First off a few personal items which I have been neglecting for the past few days. My daughter and son received their progress reports (they were called report cards when I was in school but now they are known as progress reports) last week. My daughter who has been labeled a "nerd" by her aunt received an extremely favorable progress report. She is in the second grade and they are not given A's, B's, C's, D's or F's they are given 1's (not so good), 2's (better) and 3's (best). She received nothing but 3's and 2+'s hence earning the nickname from her beloved aunt.
I hope she stays a nerd throughout her academic years. A "nerd" is a good nickname as long as she keeps getting progress reports like the ones she has been receiving. I think my daughter will be a "cool nerd" when she is in High School as long as she gets over her need to be perfect. This is another story for another time.
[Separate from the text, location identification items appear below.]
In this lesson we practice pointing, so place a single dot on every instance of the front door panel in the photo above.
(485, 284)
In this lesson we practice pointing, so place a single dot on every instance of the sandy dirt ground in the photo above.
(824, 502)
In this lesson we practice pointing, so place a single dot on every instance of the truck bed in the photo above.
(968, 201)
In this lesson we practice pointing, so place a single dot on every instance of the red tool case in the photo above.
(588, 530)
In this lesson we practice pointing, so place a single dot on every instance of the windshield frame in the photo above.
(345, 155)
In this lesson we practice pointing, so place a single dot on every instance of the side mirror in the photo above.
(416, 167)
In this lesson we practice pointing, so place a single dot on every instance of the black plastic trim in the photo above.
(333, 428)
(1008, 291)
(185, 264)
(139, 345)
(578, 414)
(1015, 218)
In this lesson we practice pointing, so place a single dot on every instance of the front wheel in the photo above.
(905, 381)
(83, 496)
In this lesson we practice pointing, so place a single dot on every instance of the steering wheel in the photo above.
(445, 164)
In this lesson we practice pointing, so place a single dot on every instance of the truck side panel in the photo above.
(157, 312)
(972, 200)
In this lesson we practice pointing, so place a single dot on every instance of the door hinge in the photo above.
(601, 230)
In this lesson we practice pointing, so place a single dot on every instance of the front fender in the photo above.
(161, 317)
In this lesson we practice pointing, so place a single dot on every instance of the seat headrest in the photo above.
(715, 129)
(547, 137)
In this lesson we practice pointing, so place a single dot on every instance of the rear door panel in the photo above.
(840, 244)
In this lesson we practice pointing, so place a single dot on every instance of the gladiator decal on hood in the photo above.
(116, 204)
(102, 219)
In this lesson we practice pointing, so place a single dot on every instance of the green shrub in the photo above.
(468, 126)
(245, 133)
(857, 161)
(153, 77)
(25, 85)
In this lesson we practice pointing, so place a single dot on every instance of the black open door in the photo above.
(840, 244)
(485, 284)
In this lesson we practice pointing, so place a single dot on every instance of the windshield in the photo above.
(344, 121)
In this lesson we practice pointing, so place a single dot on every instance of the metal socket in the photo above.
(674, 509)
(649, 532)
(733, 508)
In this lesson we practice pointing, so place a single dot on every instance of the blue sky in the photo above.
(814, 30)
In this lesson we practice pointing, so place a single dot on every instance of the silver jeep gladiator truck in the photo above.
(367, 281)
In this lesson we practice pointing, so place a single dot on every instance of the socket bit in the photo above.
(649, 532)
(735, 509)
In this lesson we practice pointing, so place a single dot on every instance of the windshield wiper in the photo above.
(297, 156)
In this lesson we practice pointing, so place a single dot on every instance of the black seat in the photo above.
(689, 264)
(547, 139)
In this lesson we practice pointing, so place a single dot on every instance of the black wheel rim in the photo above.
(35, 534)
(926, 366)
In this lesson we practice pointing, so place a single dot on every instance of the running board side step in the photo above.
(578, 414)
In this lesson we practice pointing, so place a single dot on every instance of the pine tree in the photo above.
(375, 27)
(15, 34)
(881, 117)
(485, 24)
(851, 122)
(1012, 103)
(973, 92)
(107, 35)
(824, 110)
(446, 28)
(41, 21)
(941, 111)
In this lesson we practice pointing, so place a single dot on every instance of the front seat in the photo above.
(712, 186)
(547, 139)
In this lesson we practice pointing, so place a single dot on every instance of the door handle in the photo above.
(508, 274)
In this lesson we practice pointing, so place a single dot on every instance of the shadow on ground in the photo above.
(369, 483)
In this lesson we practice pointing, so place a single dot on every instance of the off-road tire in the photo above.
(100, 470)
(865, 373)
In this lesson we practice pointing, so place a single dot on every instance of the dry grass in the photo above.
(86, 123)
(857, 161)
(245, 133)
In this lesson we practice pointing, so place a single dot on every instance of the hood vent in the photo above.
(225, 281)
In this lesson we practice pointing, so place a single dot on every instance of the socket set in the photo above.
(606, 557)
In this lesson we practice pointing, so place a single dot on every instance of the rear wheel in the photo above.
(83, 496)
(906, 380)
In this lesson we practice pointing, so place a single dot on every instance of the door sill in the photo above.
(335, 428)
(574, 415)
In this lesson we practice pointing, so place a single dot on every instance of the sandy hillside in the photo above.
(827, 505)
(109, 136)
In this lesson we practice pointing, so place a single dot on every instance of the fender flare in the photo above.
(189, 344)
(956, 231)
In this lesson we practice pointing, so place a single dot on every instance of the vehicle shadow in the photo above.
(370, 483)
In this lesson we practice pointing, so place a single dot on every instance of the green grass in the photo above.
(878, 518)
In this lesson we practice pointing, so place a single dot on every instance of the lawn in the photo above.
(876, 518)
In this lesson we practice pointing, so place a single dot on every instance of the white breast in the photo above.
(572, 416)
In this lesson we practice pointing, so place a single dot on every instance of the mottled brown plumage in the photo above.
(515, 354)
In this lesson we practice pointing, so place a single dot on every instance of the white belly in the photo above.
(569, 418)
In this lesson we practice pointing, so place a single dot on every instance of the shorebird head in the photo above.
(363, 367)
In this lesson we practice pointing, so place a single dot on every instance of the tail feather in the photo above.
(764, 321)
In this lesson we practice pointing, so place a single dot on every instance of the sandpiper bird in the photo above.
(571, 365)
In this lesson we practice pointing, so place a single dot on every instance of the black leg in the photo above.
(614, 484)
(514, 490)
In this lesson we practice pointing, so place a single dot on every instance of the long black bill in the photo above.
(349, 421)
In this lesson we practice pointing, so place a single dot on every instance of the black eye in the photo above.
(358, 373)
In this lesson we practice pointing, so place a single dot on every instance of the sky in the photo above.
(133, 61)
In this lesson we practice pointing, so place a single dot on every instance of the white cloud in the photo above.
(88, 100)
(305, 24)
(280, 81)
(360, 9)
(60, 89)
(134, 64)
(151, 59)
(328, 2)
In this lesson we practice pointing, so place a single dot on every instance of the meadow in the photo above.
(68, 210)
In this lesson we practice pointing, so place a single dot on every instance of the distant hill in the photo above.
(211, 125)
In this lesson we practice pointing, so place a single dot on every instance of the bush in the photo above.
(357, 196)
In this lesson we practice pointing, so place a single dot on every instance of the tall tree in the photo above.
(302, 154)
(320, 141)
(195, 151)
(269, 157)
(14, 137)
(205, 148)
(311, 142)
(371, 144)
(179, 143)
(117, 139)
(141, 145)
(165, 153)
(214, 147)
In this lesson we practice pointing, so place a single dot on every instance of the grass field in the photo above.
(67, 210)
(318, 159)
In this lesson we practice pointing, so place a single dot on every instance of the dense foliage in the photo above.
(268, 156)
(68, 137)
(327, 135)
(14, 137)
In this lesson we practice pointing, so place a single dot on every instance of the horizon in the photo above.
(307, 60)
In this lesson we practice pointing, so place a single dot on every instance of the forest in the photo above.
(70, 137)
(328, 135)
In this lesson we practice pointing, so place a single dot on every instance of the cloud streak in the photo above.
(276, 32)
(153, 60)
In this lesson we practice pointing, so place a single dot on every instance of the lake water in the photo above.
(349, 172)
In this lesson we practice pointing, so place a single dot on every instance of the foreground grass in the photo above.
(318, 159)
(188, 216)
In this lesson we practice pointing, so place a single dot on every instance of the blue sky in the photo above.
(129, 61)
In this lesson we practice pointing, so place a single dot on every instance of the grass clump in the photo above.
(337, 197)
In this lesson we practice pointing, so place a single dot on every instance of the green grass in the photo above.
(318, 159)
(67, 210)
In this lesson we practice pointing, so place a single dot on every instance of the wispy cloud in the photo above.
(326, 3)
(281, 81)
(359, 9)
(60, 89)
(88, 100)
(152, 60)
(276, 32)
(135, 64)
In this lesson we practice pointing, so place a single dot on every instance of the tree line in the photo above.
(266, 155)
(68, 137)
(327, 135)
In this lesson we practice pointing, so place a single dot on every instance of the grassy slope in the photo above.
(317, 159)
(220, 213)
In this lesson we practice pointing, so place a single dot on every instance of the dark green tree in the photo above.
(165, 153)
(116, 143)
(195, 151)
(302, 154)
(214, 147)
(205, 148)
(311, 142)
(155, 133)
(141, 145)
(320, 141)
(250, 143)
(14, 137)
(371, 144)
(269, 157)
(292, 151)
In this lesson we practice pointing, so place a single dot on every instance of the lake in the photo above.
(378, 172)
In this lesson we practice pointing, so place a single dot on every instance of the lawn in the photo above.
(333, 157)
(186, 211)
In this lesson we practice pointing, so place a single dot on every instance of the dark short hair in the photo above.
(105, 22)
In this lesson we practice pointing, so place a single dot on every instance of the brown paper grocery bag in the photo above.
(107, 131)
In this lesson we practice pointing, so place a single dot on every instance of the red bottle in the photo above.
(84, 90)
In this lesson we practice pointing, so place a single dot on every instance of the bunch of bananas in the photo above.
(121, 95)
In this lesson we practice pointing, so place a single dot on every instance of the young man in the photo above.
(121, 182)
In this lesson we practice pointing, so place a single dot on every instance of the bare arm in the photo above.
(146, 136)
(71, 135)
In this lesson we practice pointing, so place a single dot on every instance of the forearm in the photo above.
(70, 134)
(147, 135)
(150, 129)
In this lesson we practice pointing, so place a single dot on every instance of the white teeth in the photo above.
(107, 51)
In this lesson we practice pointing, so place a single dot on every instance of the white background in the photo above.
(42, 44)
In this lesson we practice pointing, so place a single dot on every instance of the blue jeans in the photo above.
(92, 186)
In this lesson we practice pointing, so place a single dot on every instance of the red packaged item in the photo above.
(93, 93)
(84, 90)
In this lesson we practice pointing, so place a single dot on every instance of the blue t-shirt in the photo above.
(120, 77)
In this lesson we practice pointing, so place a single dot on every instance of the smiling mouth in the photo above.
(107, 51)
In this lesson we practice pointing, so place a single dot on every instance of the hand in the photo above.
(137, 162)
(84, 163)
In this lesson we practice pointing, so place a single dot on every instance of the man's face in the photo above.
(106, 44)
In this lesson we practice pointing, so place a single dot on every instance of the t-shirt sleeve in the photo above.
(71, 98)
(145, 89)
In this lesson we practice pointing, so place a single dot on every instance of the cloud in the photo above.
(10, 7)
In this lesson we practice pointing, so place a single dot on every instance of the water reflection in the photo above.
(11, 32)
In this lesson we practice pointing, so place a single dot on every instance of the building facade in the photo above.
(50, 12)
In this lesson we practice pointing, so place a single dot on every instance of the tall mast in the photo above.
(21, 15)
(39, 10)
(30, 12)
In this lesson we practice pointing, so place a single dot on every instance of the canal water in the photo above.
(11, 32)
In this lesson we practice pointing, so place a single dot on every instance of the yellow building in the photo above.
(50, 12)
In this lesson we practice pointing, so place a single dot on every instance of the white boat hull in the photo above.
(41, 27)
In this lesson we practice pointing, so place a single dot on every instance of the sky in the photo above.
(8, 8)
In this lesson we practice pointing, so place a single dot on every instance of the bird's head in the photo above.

My son who is only in pre-school; he will start kindergarten in the Fall received his progress report as well. This was more of an informal meeting with his pre-school teacher than my daughter's progress report but was also very good. I am not so sure we will ever label my son a "nerd" in the coming years but his teacher had nothing but good things to say about him. One of the compliments he received from his teacher was how good a listener he is. This was shocking to my wife and me because he must leave all his listening skills at school. At home he will listen after the second and sometimes third time we tell him to do something. So when his teacher told us this we were amazed. We asked her if she had the right child. She assured us it was Jonathan and she has even used him as an example of what to do for the other children. This was truly amazing and I am so blessed to have two wonderful children.
I have to be very careful of how I present my "going away" to my children because I don't want to ruin their beautiful lives. I know there will be some bumpy roads but I do know my wife will continue the positive reinforcement while I am away. Yes, I will miss a few firsts and it really pains me to think of this; however; I will truly be there for them when my time is up. I will truly be there for them over their lifetime. There will be no more distractions, no more lying and no more pretending. I am a better father because of what has happened and I fully intend on becoming better and better as each day passes no matter where I spend the next few years.
I couldn't have asked for a better family. All I ever need is right in front of me. Yes, I did some incredibly stupid things without thinking of the consequences and I will pay for those stupid things and rightfully so. We live in a civilized society and people should act civilized at all times. I did not act civilized and will be punished for those actions. I do know I have some powerful tools to get me through each and every day. Those powerful are just as effective on the outside as they are on the inside as long as I keep those principles a part of my daily affairs. My future is uncertain but as long as I live today with a positive purpose and look to my Higher Power for guidance life today gets better which will make my future that much better.
Earlier today I had a conversation with a very prominent psychiatrist in the field of compulsive gambling. This man has been a leader in the field for over 30 years and as I explained my situation to him I felt very uneasy. I did not meet him face to face which may have made me more comfortable I spoke with him over the telephone. I spoke for about 15 minutes and did not receive a great of feedback which made me feel very uncomfortable. This is one of my character defects; I have a need to be liked by everyone and I feel everyone should like me. Let's face it there are many people who don't like me and may never like me because of the things I have done. However; when I was faced with this silence by the psychiatrist I realized I have a great deal of work to do on this character defect.
I know people will either like me or won't like me and that is life but there is something inside of me that needs to be liked. Where does this come from? I am not sure and will continue to search for answers to this question. For the time being I will continue to be aware of this character defect and won't do anything detrimental to act on this character defect like say or do the wrong thing in order to be liked. In the past I would do or say anything to be liked and I still have some of this inside me but the difference now is that I am aware of this character defect. Being aware of a character defect is the first step for me in getting rid of this character defect but I still have a long way to go.
As the conversation went on I felt a little more comfortable with myself and the psychiatrist. The psychiatrist had asked me if I get any urges to gamble and I responded no. I went on to tell him how I have immersed myself in Gamblers Anonymous and I am truly working the Program so I don't get any urges. He told me this was a very good thing and I was doing very well in my recovery. I thought a little more about why I didn't have any urges and I thought of the other times I had stopped gambling.
In the other times I had stopped gambling there was no recovery just abstinence. Now I have recovery and intend on having recovery in my life for the rest of my life. This may seem like a daunting task for some people but I need to have recovery or I am destined to make those same mistakes again. Only the next time (with the help of GA and my Higher Power there won't be a next time) will truly be the last time because it will lead to a very lonely death. We have a fabulous member in GA who always states they are a grateful compulsive gambler and I would have to second this because I am a blessed and grateful compulsive gambler.